When comparing harvest volumes or tax numbers between different parts of the Roman Empire it’s important to remember how hard it can be to get good comparisons. Rome lasted a long time and from one era to another the relative importance of different areas could change greatly from century to century. This could be due to climate change or tax policies or different divisions and of land and revenue between official state figures and private figures.
Another enormous variable was population.
Unlike the modern era it was quite common in that time for even prosperous agricultural regions to have fallow or poorly utilized land simply due to lack of labor to work it all. This can easily be seen in the way the Romans and others of the era went to great lengths to get and keep people in agriculturally productive areas; granting soldiers freeholds, acquiring vast numbers of slave laborers, accounts of crashes in harvests after regional epidemics - there often simply weren’t enough hands to go around and do all the work needed to get maximum productivity in all places at all times.

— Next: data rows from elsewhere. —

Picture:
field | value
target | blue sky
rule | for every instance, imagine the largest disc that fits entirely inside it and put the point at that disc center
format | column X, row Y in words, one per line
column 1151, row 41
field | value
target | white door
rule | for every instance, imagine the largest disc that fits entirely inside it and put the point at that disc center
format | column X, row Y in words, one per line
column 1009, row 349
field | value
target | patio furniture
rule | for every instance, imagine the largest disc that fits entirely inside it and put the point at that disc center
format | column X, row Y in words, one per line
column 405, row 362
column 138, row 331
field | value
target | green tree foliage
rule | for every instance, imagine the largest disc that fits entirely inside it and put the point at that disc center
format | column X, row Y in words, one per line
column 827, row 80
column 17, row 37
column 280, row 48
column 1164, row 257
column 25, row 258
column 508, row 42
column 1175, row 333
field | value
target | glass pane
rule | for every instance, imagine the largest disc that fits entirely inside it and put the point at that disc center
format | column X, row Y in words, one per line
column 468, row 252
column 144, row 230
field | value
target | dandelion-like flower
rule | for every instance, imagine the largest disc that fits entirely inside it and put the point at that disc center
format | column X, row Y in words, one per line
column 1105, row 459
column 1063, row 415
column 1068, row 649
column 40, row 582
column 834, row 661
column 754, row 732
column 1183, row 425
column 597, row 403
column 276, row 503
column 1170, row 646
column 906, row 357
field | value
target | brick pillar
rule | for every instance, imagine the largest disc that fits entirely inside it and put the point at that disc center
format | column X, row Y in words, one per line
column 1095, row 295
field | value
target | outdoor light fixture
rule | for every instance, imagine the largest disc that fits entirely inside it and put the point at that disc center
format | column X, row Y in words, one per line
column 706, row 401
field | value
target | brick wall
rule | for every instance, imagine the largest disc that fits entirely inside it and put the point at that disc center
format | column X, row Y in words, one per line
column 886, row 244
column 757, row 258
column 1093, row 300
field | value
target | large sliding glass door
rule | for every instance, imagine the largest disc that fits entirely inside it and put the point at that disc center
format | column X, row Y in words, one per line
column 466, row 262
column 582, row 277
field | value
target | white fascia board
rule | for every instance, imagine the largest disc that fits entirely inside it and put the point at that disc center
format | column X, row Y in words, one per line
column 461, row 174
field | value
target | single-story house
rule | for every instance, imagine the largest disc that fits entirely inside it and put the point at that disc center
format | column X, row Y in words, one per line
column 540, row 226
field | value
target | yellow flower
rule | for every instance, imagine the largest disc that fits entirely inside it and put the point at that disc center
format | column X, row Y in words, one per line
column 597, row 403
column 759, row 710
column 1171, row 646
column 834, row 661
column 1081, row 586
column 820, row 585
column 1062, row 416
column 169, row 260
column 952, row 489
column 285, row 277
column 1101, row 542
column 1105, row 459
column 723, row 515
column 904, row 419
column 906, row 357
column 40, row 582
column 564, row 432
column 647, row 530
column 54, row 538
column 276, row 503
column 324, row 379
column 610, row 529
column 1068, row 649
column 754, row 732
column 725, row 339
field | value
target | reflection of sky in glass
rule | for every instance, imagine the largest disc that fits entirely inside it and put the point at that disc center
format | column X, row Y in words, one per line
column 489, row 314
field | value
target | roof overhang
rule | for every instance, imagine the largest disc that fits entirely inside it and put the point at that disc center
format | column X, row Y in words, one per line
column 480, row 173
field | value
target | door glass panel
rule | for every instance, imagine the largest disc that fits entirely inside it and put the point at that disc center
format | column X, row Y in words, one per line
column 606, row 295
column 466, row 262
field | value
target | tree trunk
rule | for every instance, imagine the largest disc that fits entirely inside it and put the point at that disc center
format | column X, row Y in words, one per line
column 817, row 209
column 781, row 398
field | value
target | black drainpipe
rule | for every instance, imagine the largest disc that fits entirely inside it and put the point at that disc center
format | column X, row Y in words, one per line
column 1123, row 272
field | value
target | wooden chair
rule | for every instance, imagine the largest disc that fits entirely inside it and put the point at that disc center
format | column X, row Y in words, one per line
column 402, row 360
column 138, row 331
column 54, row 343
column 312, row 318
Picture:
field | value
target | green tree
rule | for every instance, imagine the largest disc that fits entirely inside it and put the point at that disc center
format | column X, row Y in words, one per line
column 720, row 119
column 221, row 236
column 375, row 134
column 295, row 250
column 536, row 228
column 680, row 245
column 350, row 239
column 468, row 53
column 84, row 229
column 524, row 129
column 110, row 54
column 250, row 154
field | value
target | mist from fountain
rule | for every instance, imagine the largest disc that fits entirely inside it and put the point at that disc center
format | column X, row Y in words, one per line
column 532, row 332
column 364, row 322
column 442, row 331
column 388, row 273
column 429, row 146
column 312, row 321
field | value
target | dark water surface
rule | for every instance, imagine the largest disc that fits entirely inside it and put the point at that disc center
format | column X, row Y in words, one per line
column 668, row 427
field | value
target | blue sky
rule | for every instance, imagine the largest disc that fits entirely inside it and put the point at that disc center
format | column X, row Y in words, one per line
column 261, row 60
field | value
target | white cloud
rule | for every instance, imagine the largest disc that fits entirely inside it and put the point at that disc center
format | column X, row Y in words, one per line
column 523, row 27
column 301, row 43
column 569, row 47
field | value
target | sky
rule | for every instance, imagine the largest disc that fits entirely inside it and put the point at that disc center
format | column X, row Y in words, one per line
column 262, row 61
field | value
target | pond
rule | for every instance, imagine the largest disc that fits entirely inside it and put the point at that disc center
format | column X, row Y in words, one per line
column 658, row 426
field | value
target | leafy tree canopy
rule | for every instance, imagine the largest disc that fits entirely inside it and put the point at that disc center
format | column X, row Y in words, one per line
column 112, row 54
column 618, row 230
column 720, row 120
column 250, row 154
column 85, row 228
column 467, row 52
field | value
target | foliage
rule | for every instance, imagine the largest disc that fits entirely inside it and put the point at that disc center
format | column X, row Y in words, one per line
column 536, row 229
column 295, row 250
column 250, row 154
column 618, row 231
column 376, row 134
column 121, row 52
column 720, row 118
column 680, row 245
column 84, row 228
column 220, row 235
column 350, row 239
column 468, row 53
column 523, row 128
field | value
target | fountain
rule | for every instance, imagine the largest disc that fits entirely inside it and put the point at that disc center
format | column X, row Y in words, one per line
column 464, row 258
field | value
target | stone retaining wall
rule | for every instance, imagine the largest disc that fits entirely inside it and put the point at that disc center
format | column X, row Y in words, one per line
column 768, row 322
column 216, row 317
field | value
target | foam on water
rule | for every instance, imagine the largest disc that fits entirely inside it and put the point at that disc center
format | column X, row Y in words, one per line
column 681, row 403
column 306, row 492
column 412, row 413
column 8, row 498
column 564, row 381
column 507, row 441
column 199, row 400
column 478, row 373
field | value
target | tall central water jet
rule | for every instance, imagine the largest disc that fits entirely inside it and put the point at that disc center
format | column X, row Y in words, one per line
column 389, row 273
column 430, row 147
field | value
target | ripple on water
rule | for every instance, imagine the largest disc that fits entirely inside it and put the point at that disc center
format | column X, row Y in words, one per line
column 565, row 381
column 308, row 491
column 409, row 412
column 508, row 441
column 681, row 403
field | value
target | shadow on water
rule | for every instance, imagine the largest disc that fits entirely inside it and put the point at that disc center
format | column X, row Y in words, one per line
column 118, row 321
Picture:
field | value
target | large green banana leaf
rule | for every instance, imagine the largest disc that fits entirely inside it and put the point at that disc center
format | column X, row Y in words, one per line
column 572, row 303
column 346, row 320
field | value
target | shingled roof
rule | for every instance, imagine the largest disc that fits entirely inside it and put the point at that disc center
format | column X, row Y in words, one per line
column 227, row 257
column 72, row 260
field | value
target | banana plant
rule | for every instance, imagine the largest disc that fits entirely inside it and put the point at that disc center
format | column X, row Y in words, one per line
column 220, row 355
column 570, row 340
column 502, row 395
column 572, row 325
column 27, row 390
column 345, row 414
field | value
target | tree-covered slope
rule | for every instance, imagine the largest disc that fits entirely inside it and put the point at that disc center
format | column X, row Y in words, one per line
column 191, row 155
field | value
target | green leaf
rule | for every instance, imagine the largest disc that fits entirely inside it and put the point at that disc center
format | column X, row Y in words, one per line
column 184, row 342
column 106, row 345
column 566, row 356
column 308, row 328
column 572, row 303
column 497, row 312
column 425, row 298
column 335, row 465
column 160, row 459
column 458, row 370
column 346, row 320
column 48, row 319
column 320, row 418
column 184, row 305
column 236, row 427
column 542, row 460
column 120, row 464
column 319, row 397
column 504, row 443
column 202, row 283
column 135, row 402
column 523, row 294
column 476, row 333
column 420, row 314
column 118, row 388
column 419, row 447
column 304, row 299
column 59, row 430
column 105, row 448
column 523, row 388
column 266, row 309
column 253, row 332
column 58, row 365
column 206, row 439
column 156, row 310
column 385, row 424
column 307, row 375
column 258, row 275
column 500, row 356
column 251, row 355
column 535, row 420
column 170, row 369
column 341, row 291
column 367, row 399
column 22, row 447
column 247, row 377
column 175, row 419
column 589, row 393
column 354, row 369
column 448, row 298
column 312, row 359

This is before accounting for different weights or standards of coinage in different parts of the empire or at different times, and vastly different levels of administrative efficiency in different places. Part of what made Egypt so useful to the Romans was the way that agriculture there depended on a collective effort to maintain the irrigation and drainage systems to control the Nile floods. To do it efficiently ‘built in’ an oppprtunity for the central state to keep tabs on what was happening and efficiently collect taxes and grain surpluses. Many other areas might have had equally good harvests at times, but administratively would be more costly and difficult to efficiently collect grain and taxes from.